Amassing with unions can be pure joy for their unique sense of collectivity and reminder of popular strength. When else will exuberant songs and drums echoing through the street remind you that labour needs to hold the reins of power and that we might indeed overcome economic inequality and exploitation. Someday, someday.
As an anthropologist and activist, my instincts were to read all the handmade signs, walk within the energy of the unions represented, from contractors to oilfield and communication workers to UWI staff, and, as I was to speak on the platform later, give voice to protestors’ own ideas.
I especially tried to talk with women. One carried so much heavy determination to survive domestic violence and current unemployment that I couldn’t imagine how to begin to talk about politics. I could have connected her with a job, but despite having a computer, she didn’t have typing skills. Feeling her defeat, I could only think, may Jah provide the bread.
As I moved through the ranks, asking people how they would end corruption, many weren’t interested in talking, maybe because they wondered why an Indian like me, maybe ah UNC, was asking such questions. Such reticence wasn’t surprising. Dishonesty is the historical modus operandi of every party, yet this was opposition not national politics, personalizing corruption with a capitalized, yellow K.

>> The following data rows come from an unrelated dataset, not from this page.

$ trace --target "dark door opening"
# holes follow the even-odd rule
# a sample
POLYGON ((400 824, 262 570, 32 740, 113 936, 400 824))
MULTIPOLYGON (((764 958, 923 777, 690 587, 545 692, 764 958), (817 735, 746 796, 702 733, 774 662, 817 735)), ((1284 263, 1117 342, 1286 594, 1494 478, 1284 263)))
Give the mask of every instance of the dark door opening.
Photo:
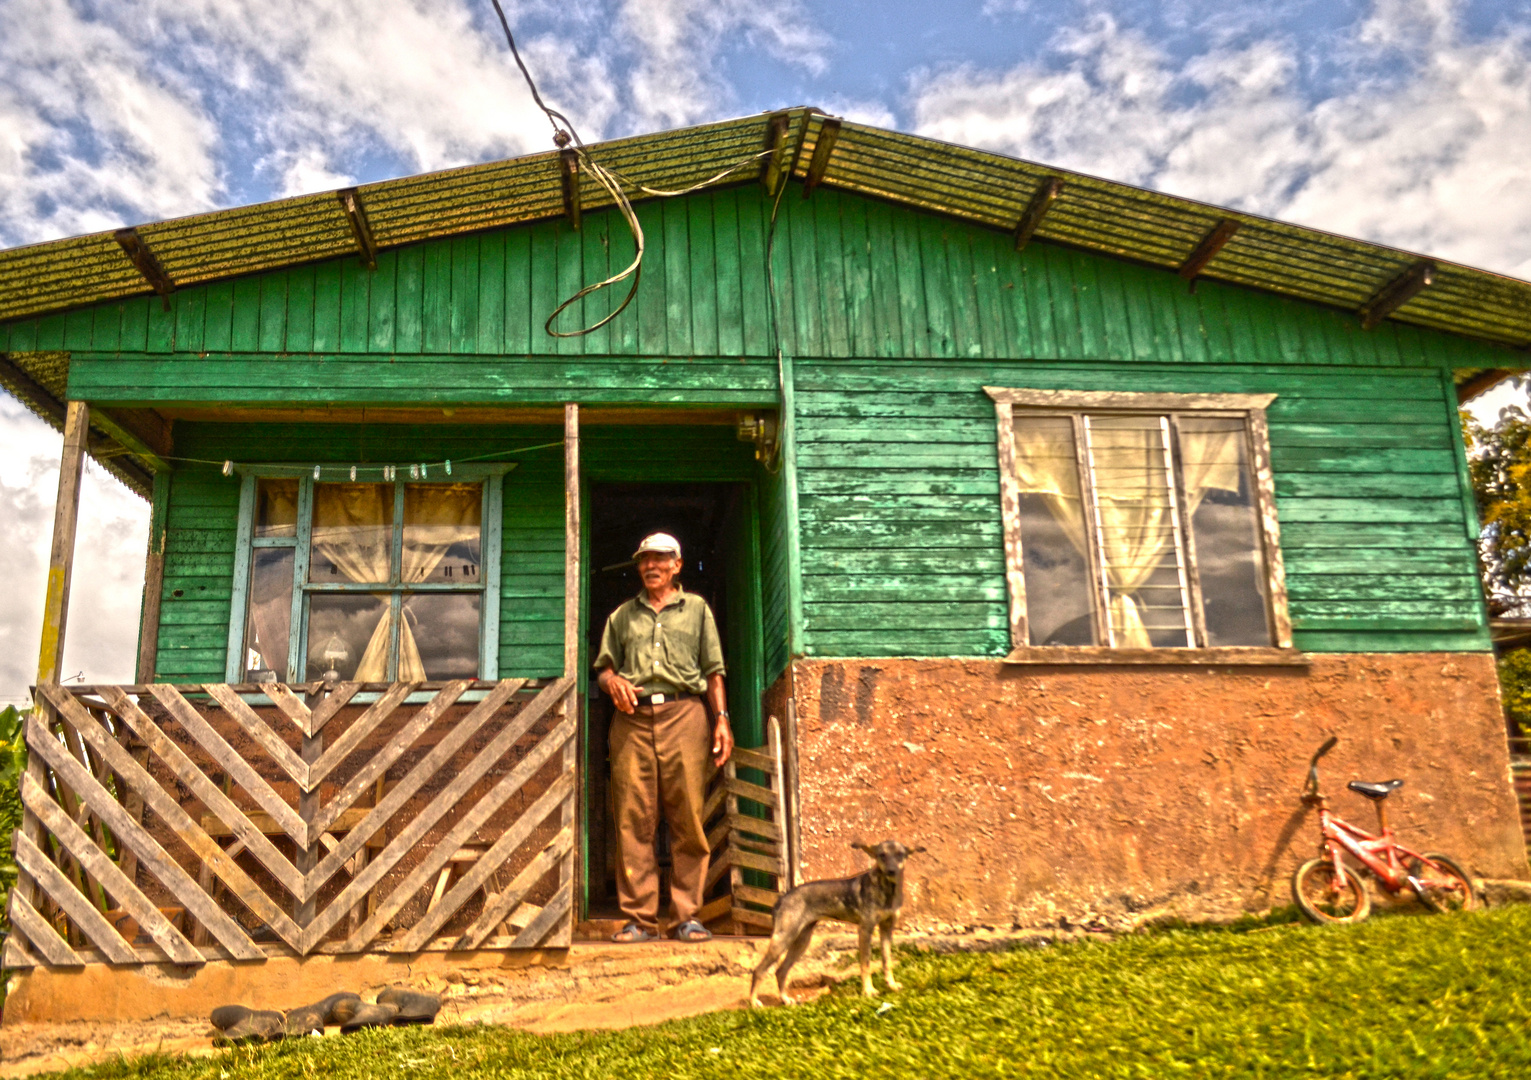
MULTIPOLYGON (((760 745, 760 542, 755 493, 745 483, 594 484, 590 487, 585 627, 591 661, 606 618, 642 587, 633 549, 653 532, 680 541, 681 586, 712 606, 728 664, 728 705, 741 746, 760 745)), ((592 678, 586 708, 586 913, 616 918, 616 824, 611 803, 611 700, 592 678)), ((668 830, 660 825, 660 868, 668 897, 668 830)))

Some women I spoke with lamented that race was holding back the country, but were clear that racism was worse now than ever before. One man said he’d end corruption by bunnin down Port of Spain. Most just said the solution was to vote out Kamla. I countered that PNM history tells us corruption isn’t because of this Prime Minister. Remember Tarouba Stadium? But, that mood wasn’t there amongst unionists, MSJ supporters, ILP members, PNM faithful, San Fernando workers wanting their back pay, and others wronged and disappointed by a Minshall-named ‘Mama of Mamaguy’.
A number of women told me that we can’t end corruption, we doh have no power. But then why march? On the platform, I hoped they heard me honour Caribbean women’s long tradition of resistance against oppressive systems which used sexual and other kinds of violence, including the law, to control their rights, bodies and fertility, paid women less than they paid men for the same work, and assigned them tasks worth less pay. This is why our great-grandmothers fought in their numbers, to give us this capacity we have today.
I didn’t expect marchers to bring up procurement legislation, political party financing reform, whistleblower protection, increasing police convictions for state fraud, reviewing operations of our tax department or strengthening the Certificate of Environmental Clearance (CEC) process. Yet, it’s also clear that unions need to make such specific solutions household words as well as call workers to the streets. They need to show how corruption bankrupts the treasury, and undermines the quality of schools, roads and hospitals, leaving the poorest the most hungry.
My speech emphasized that communities must be connected to each other, not to political leaders, and disrupting any myth of Indian women’s docility, I was clear that Jack Warner doesn’t have the moral authority to be on any anti-corruption platform with me. I then left early for a date with my husband, to give enough time and thought also to marriage and family.